Nigeria’s economy has shown signs of cautious recovery and resilience in the first half of 2025, despite structural vulnerabilities, inflationary pressures, and security challenges continuing to influence the nation’s growth trajectory. This report is based on the August 2025 mid-year economic update by PwC Strategy& and incorporates data from the National Bureau of Statistics, the Central Bank of Nigeria, the Nigerian Economic Summit Group, and other reputable sources to provide an overview of Nigeria’s macroeconomic and fiscal performance.
According to the mid-year economic outlook report by Strategy&, the consulting arm of PwC, Nigeria’s nominal Gross Domestic Product (GDP) expanded to an estimated N372.8 trillion in early 2025, following the rebasing of the GDP base year to 2019, which reflects an improved representation of economic activity.
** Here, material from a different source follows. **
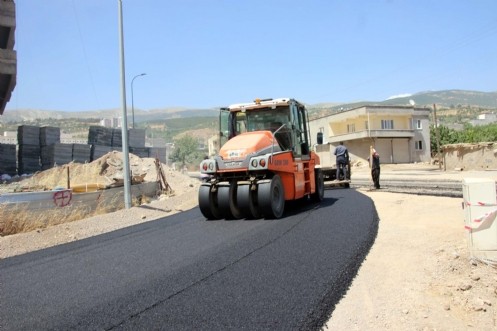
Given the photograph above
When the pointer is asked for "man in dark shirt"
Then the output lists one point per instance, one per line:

Nonetheless, the report highlights that the nominal expansion masks persistent real-sector constraints and fiscal challenges that demand urgent policy attention.
Nigeria recorded a GDP growth rate of 3.13 per cent in the first quarter of 2025, up from 2.27 per cent in the same period of 2024. Key growth drivers included the Finance and Insurance sector, which grew by 15.03 per cent, buoyed by a robust banking sub-sector, higher interest earnings, and expanded digital financial transactions.
The ICT sector expanded by 7.40 per cent, supported by increased broadband penetration and national policies that facilitated digital adoption. The Construction sector grew by 6.21 per cent, reflecting significant government infrastructure investments alongside growing private housing and transport projects. Real estate also experienced growth of 4.61 per cent, attributed to rising urban rental demand, leasing income, and the expansion of office, retail, and logistics spaces.
Despite these gains, the analysis highlights structural weaknesses in Nigeria’s industrial base. The share of industry in GDP declined from 18.11 per cent in 2010-based GDP calculations to 16.03 per cent upon rebasing in 2019.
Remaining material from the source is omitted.